И он сдал Киндри патрулю Рандир, который следовал вслед за ним.
Что-то здесь было не так. Что? Ох, но он казался себя таким отупевшим, неспособным чётко мыслить. Неужели это вспоминание будет приходить к нему всё снова и снова, ночь за ночью? И как часто он ощущал это липкое прикосновение, видя этот тёмный сон?
Будь ты проклят, Лорд Даниор. Без сомнения, Джейм, Тори, Кирен или даже Зола должны были уже начать его искать.
Дурачок. У бастардов нет друзей.
Говорил ему опыт всей его жизни. Он был идиотом, веря в обратное.
Шнуры карабкались всё выше, пронзая стежками его кожу. Скоро они доберутся до его горла.
Что-то ткнуло его в плечо и сад стал расплываться.
— Вставайте, вы, сони, или сломаете зубы, выскабливая котёл!
Киндри застонал и открыл глаза. Он лежал на узкой бугристой койке в подземном Училище Жрецов в Глуши. Перед ним, на светящемся мхе, что покрывал стены, красовалось двадцать пять царапин. Он добавил двадцать шестую. Ему казалось, что он был здесь пленником намного, намного дольше, ещё со времени детства, друзья и семья — отчаянная мечта.
Однако, за исключением его задержания, Рандиры, похоже, не имели на его счёт никаких иных незамедлительных планов, кроме как бросить его обратно в рутину Училища Жрецов. Он уже был здесь однажды; и теперь оказался здесь снова. Конечно, знай они, что он чистокровный, законнорожденный Норф, он стал бы ценен как разменная пешка[115] или заложник. Но как бы то ни было, он принял их кажущееся безразличие с радостью. Это намного лучше, чем особое внимание Леди Ранет.

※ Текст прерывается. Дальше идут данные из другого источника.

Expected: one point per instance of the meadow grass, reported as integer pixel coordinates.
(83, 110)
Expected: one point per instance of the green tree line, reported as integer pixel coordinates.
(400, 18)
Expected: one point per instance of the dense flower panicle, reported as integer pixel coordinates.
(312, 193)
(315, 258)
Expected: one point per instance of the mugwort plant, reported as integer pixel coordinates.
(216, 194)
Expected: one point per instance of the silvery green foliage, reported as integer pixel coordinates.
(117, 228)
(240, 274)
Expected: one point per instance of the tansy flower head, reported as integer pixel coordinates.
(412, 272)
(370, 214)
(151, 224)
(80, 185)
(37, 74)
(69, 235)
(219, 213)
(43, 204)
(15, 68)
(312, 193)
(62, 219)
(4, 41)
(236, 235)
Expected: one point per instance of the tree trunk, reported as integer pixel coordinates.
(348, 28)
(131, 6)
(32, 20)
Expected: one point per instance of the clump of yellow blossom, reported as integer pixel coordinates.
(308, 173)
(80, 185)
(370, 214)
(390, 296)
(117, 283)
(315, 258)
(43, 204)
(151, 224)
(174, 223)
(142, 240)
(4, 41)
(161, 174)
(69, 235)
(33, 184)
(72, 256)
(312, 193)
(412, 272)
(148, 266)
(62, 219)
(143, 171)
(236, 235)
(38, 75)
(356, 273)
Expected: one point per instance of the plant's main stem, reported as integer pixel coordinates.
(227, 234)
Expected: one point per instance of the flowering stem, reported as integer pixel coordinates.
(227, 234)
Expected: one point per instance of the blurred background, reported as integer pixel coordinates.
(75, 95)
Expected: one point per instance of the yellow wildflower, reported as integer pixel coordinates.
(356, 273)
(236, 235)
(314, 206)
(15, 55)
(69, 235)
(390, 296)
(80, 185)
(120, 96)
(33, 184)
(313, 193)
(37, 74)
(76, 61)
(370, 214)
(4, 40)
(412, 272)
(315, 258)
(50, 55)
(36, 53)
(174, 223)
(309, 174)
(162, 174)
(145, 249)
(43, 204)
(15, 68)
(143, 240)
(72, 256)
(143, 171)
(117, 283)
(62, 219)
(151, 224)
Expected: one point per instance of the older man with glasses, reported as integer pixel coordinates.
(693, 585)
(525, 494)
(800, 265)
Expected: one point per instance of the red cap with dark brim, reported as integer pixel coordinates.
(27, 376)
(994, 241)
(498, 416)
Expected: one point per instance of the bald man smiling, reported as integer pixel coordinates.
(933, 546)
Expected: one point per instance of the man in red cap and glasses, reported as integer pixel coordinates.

Он натянул свою грубую, бурую мантию на свои худые плечи. Когда-то на них были мускулы — ну, немного. Но здесь не было никаких физических упражнений, кроме Большого Танца и никакой нормальной сытной еды, кроме той, что полагалась высшим жрецам, а он был всего лишь аколитом (прислужником).
За дверью он присоединился к облачённой в серо-коричневое толпе, что спускалась вниз по спиральному коридору мимо общих спален и учебных комнат. Подземное училище было выстроено в форме веретена, узкое у основания и верхушки и широкое посередине. Наверху, новички и аколиты жили в грязи и убожестве; внизу, в невероятной роскоши, жрецы, младшие и высшие. А между ними лежал общий обеденный зал.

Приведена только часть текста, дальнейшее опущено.